Les rivalités géopolitiques représentent des enjeux économiques colossaux et par conséquent, la stratégie de Donald Trump visant à taxer jusqu’à 100 % les puces produites en Asie du Sud-Est, et en particulier à Taïwan par le géant TSMC, suscite autant d’enthousiasme que d’inquiétude. Alors que l’administration Biden misait sur des crédits d’impôt pour rapatrier une partie de la production de semi-conducteurs sur le sol américain, Trump mise résolument sur l’imposition douanière, une arme commerciale qui, bien que potentiellement dissuasive, comporte des risques majeurs.
Un passé industriel en déclin
Au cours des trente dernières années, l’industrie américaine des semi-conducteurs a connu un recul spectaculaire. En 1990, les États-Unis produisaient près de 40 % des puces mondiales, une position aujourd’hui déchue à moins de 10 %.

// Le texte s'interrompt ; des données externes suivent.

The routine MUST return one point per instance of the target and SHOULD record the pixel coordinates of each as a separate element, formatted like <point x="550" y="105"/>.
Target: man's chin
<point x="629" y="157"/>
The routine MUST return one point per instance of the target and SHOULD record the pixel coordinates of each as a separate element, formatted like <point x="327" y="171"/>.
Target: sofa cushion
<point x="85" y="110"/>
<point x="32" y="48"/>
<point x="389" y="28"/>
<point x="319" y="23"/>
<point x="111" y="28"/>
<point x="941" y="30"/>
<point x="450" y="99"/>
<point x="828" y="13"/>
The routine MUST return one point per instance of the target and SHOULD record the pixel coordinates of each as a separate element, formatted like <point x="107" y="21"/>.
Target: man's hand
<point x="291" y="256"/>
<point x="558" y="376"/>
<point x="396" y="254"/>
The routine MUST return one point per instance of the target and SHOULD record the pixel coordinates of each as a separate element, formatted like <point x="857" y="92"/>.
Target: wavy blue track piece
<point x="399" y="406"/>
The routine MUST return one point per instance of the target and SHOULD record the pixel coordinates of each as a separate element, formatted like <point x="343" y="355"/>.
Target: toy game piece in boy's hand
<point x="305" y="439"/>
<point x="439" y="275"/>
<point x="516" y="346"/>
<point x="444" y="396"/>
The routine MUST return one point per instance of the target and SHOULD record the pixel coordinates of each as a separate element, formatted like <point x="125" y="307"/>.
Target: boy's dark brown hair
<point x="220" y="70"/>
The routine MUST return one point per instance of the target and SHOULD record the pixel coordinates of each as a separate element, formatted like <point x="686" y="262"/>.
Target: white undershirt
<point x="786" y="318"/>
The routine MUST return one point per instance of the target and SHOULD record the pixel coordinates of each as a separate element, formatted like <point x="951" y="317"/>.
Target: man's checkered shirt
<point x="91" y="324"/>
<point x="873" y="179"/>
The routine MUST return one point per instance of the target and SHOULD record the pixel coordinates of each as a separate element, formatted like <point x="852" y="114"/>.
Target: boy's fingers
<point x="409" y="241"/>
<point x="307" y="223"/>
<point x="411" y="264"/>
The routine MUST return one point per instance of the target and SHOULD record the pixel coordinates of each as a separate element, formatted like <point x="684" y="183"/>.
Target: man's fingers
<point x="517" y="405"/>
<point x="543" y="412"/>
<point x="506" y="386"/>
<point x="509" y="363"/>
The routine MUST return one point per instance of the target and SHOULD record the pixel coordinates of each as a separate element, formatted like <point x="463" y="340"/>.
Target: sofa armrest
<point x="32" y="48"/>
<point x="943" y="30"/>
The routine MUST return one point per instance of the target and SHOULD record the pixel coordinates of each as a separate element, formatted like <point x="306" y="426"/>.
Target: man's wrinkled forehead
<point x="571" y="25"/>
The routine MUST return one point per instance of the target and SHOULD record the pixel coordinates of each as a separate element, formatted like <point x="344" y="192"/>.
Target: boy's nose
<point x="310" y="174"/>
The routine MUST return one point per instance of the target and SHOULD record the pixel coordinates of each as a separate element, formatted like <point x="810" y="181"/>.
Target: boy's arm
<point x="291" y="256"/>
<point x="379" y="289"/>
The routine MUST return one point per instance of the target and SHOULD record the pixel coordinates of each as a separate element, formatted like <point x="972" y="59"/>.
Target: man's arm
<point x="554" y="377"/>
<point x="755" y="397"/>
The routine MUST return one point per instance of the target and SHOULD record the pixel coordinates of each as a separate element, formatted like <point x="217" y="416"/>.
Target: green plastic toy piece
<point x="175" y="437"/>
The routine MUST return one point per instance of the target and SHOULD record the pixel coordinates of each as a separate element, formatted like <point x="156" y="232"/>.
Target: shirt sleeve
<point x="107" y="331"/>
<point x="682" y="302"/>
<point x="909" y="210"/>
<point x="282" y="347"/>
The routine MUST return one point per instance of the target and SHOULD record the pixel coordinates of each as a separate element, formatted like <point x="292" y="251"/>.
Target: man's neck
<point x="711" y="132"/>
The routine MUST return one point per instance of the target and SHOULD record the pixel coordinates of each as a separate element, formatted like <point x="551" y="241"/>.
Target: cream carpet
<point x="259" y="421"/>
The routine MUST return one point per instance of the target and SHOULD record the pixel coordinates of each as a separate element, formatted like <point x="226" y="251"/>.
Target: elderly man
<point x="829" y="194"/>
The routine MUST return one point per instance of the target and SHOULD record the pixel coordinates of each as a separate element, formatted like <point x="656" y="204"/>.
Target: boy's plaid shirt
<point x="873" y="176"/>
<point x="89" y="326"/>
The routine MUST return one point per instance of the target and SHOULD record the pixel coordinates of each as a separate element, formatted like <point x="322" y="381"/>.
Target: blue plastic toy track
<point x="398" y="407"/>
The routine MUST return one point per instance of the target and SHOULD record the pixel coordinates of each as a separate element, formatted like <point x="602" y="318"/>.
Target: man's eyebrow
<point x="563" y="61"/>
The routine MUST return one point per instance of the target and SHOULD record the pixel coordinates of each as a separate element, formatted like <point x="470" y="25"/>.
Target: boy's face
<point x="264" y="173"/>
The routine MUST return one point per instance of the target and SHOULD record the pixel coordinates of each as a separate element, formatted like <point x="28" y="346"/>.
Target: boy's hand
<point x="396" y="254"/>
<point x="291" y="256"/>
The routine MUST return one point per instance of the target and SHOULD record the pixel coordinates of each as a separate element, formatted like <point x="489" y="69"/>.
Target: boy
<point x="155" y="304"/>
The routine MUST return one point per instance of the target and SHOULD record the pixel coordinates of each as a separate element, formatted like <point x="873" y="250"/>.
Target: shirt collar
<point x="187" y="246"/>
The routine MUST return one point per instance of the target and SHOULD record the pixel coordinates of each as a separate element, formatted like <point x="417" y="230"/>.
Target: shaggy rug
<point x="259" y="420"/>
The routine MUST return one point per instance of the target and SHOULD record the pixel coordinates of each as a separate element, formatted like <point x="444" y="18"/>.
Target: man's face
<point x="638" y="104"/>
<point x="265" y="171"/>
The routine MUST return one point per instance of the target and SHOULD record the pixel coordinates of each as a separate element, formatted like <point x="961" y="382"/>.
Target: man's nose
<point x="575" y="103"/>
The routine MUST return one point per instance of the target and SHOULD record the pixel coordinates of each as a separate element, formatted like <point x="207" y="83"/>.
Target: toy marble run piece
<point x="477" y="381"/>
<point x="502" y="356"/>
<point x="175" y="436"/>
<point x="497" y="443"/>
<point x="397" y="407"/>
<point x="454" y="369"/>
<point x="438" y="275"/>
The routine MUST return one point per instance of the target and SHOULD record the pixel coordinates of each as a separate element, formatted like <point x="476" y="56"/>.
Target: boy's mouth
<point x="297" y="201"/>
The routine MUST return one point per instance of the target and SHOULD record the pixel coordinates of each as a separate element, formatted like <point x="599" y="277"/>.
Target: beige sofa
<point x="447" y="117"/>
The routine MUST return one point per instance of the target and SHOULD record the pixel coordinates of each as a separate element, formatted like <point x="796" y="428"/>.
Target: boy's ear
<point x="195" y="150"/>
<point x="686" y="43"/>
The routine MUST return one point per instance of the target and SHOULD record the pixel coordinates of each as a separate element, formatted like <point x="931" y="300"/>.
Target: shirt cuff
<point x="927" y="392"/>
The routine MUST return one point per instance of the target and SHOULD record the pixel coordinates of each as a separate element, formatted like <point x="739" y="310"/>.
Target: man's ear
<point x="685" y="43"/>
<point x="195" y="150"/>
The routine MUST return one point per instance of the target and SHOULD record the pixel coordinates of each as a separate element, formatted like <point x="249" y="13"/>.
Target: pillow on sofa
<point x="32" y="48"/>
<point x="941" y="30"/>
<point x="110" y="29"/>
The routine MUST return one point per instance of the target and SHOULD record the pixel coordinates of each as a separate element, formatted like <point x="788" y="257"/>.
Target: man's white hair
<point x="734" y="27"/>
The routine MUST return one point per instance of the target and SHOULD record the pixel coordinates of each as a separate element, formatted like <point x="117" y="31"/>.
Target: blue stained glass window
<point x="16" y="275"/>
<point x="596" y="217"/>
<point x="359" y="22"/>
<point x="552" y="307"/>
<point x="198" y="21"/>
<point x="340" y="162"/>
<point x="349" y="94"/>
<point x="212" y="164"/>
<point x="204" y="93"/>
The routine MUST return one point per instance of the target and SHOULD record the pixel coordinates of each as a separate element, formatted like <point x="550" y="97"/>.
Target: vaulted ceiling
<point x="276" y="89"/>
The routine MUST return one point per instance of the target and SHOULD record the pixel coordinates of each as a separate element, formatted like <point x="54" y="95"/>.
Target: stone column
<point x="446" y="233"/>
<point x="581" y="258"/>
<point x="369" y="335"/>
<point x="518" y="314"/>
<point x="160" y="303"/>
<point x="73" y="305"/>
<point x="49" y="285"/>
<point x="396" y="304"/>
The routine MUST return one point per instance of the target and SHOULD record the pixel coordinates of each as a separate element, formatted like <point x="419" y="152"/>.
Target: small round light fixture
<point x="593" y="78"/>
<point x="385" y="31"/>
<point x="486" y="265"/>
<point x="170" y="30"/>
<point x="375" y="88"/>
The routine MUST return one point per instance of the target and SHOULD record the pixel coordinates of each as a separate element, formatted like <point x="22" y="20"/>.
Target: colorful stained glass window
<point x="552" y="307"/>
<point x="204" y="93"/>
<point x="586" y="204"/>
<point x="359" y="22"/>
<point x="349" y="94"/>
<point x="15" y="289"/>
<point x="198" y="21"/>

Cette perte de souveraineté industrielle s’explique en grande partie par la décision stratégique des champions américains tels que Nvidia, Qualcomm, AMD ou Micron de sous-traiter la production à l’étranger, notamment en Asie du Sud-Est, pour se concentrer sur la conception.
La domination de Taïwan, en particulier dans le segment des puces les plus avancées utilisées dans les technologies d’intelligence artificielle, rend la situation d’autant plus préoccupante pour Washington.
La stratégie tarifaire de Trump : un coup de poker économique
Le recours aux tarifs douaniers par Trump vise à rendre économiquement moins attractif l’import de semi-conducteurs fabriqués en Asie, incitant ainsi les entreprises à rapatrier leur production. En théorie, une taxe pouvant atteindre 100 % sur les puces importées créerait un environnement favorable à la relocalisation industrielle, renforçant la sécurité technologique nationale.
Toutefois, ce levier économique est loin d’être sans conséquence. En effet, les tarifs élevés risquent de déclencher des représailles commerciales, d’aggraver les tensions avec des partenaires stratégiques et de perturber les chaînes d’approvisionnement mondiales déjà fragilisées par la concurrence et la montée en puissance de la Chine.
Des risques géopolitiques
L’imposition d’un tel dispositif n’est pas anodine. D’un côté, elle pourrait contribuer à dynamiser l’industrie nationale et réduire la dépendance aux fournisseurs étrangers. De l’autre, elle pourrait également compromettre l’accès aux technologies de pointe, essentielles pour les secteurs stratégiques de l’économie américaine.
La quasi-monopole de TSMC sur la production des puces destinées aux applications de l’IA et autres technologies émergentes représente un gage de performance, mais aussi une vulnérabilité en cas de rupture des relations commerciales. Par ailleurs, une politique tarifaire agressive pourrait encourager les alliés traditionnels des États-Unis à diversifier leurs partenariats, renforçant ainsi l’essor de concurrents asiatiques ou européens.
Vers un équilibre incertain
Si l’idée de rapatrier la production de semi-conducteurs reste séduisante sur le papier, la mise en œuvre d’une telle politique tarifaire soulève de nombreuses questions. Le pari est risqué, tant sur le plan économique que géopolitique. La tentation d’utiliser les tarifs douaniers comme levier de relocalisation industrielle doit être tempérée par la nécessité de préserver des relations commerciales stables et de garantir la continuité des approvisionnements en technologies essentielles.
En outre, une stratégie unilatérale pourrait fragiliser la compétitivité des entreprises américaines dans un marché globalisé, où l’innovation repose sur des chaînes de valeur internationales complexes.
Si la volonté de renforcer la souveraineté technologique des États-Unis demeure un objectif légitime, le recours à des tarifs douaniers exorbitants pour taxer les puces taïwanaises représente un pari à haut risque. Les retombées potentielles sur les relations internationales et sur l’ensemble de la chaîne industrielle appellent à une réflexion approfondie et à une concertation étroite avec les partenaires économiques pour éviter de compromettre la compétitivité d’un secteur déjà fragilisé.